17 Ways Data Science Is Demystifying the Unknown
Data scientists tackle questions about the future. They start with big data, characterized by the three V’s: volume, variety and velocity. Then, they use it as fodder for algorithms and models. The most cutting-edge data scientists, working in machine learning and AI, make models that automatically self-improve, noting and learning from their mistakes.
Data scientists have changed almost every industry. In medicine, their algorithms help predict patient side effects. In sports, their models and metrics have redefined “athletic potential.” Data science has even tackled traffic, with route-optimizing models that capture typical rush hours and weekend lulls.
Data science shouldn’t be confused with data analytics.

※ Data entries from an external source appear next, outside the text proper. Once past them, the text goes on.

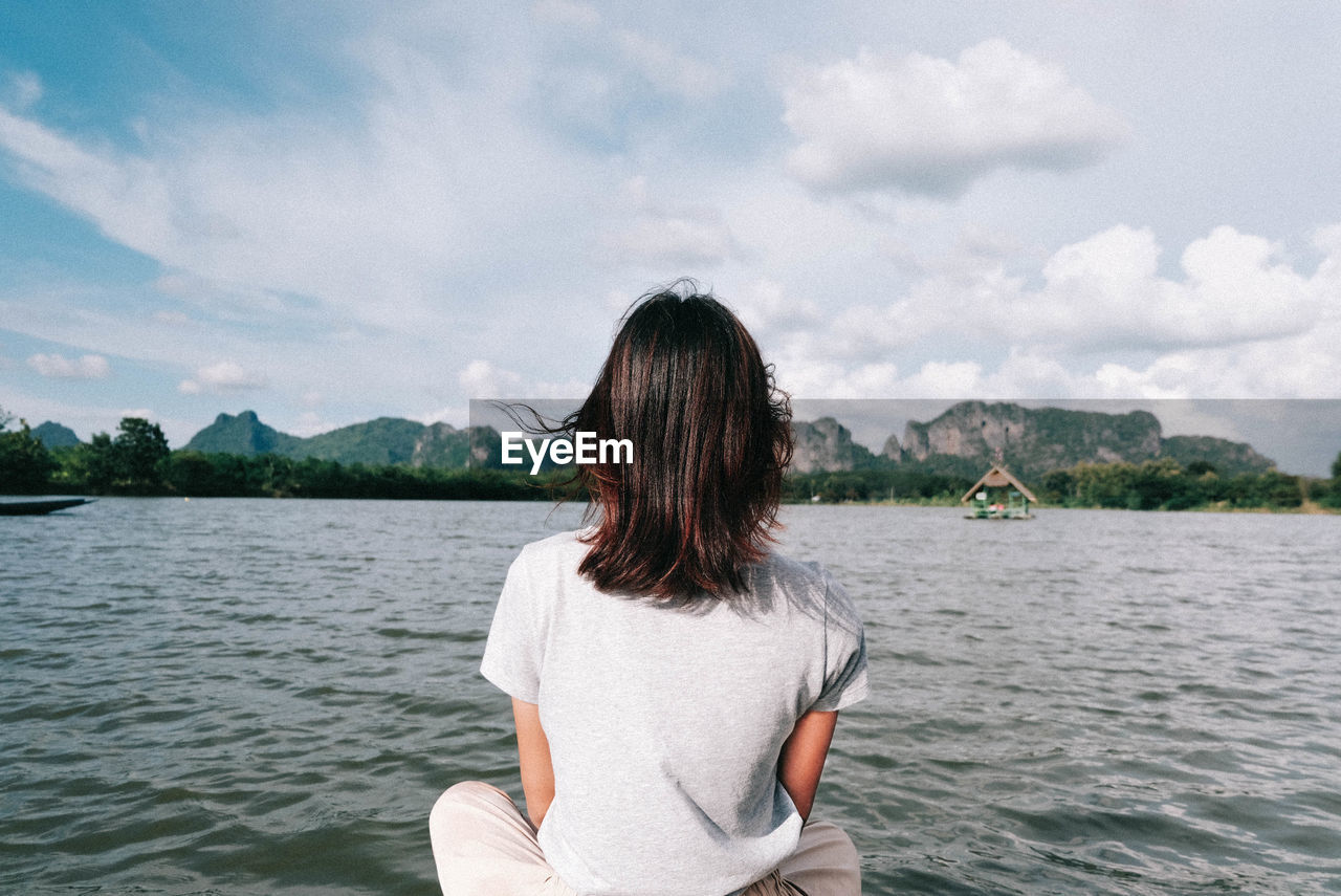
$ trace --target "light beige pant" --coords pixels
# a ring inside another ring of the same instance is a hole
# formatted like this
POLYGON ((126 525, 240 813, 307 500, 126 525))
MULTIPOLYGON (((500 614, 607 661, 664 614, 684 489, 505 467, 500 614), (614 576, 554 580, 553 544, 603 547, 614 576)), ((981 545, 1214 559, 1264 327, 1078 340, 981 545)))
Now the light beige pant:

Both fields are ways of understanding big data, and both often involve analyzing massive databases using R and Python. These points of overlap mean the fields are often treated as one field, but they differ in important ways.
For one, they have different relationships with time. Data analysts synthesize big data to answer concrete questions grounded in the past, e.g., “How has our subscriber base grown from 2016 to 2019?” In other words, they mine big data for insights on what’s already happened. Meanwhile, data scientists build on big data, creating models that can predict or analyze whatever comes next.

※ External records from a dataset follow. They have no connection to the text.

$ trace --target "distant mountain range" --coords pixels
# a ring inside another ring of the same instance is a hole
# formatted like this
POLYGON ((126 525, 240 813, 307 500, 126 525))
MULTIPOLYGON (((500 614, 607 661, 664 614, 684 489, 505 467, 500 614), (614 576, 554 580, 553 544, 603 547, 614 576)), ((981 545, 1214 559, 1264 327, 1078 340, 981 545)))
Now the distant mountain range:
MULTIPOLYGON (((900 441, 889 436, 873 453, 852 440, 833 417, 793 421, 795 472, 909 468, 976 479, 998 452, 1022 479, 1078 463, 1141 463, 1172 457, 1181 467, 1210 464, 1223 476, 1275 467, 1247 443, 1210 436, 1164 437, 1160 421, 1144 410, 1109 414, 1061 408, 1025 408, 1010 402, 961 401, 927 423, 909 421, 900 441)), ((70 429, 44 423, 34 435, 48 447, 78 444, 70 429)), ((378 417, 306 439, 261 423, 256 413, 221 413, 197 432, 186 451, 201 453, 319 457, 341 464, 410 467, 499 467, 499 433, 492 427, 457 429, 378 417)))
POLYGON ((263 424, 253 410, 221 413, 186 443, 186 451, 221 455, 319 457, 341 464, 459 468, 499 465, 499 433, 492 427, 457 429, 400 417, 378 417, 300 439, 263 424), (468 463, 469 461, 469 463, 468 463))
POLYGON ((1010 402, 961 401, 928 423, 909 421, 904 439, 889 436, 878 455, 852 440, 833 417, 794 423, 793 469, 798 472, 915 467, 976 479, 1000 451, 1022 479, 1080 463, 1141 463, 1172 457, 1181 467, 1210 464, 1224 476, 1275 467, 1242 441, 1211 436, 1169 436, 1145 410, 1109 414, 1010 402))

Of course, it’s impossible to perfectly model all the complexities of real life. As statistician George E.P. Box famously put it, “All models are wrong, but some are useful.” Still, data science at its best can make informed recommendations about key areas of uncertainty.

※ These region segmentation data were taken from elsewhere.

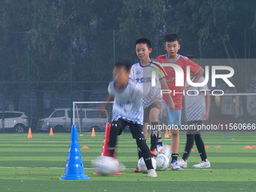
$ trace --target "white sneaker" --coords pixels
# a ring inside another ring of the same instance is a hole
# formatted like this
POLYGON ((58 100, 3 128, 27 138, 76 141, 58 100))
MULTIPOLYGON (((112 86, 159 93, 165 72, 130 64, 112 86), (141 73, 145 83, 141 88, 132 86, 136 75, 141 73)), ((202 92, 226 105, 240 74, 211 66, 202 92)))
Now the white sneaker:
POLYGON ((148 177, 149 178, 156 178, 157 176, 157 174, 156 171, 153 169, 148 170, 148 177))
POLYGON ((171 166, 171 169, 174 170, 174 171, 181 171, 182 170, 182 168, 179 166, 177 161, 175 162, 175 163, 172 163, 170 166, 171 166))
POLYGON ((209 168, 211 167, 210 162, 206 159, 206 161, 201 161, 198 164, 194 165, 194 168, 209 168))
POLYGON ((178 164, 181 168, 187 168, 187 161, 184 161, 183 159, 180 159, 177 161, 178 164))

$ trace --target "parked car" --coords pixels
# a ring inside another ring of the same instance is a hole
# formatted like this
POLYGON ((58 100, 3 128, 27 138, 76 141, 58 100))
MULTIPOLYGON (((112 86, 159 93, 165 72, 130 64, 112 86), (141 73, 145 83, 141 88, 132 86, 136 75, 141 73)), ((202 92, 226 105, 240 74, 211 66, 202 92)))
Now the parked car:
MULTIPOLYGON (((93 127, 96 132, 105 131, 105 126, 108 122, 107 111, 100 115, 98 109, 81 108, 76 111, 75 115, 75 124, 78 130, 81 132, 91 132, 93 127)), ((71 131, 72 111, 70 108, 56 108, 48 117, 40 119, 38 122, 38 131, 49 131, 50 127, 53 132, 71 131)))
POLYGON ((29 117, 22 111, 0 111, 0 129, 3 127, 2 120, 5 121, 5 131, 14 131, 15 133, 26 132, 29 126, 29 117))

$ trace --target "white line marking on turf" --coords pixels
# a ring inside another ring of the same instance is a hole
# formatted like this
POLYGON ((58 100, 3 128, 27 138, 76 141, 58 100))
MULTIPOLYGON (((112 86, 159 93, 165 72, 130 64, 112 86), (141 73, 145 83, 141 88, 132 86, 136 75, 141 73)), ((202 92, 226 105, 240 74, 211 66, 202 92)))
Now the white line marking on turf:
MULTIPOLYGON (((29 167, 29 166, 0 166, 0 169, 64 169, 65 167, 43 167, 43 166, 35 166, 35 167, 29 167)), ((84 169, 95 169, 95 168, 92 167, 84 167, 84 169)), ((126 169, 133 169, 134 168, 126 168, 126 169)), ((170 170, 170 169, 167 169, 167 170, 170 170)), ((183 171, 185 170, 205 170, 205 171, 222 171, 225 169, 183 169, 183 171)))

We’ve rounded up 17 examples of data science at work, in areas from e-commerce to cancer care.
Back in 2008, data science made its first major mark on the health care industry. Google staffers discovered they could map flu outbreaks in real time by tracking location data on flu-related searches. The CDC's existing maps of documented flu cases, FluView, was updated only once a week. Google quickly rolled out a competing tool with more frequent updates: Google Flu Trends.
But it didn’t work. In 2013, Google estimated about twice the flu cases that were actually observed. The tool’s secret methodology seemed to involve finding correlations between search term volume and flu cases. That meant the Flu Trends algorithm sometimes put too much stock in seasonal search terms like “high school basketball.”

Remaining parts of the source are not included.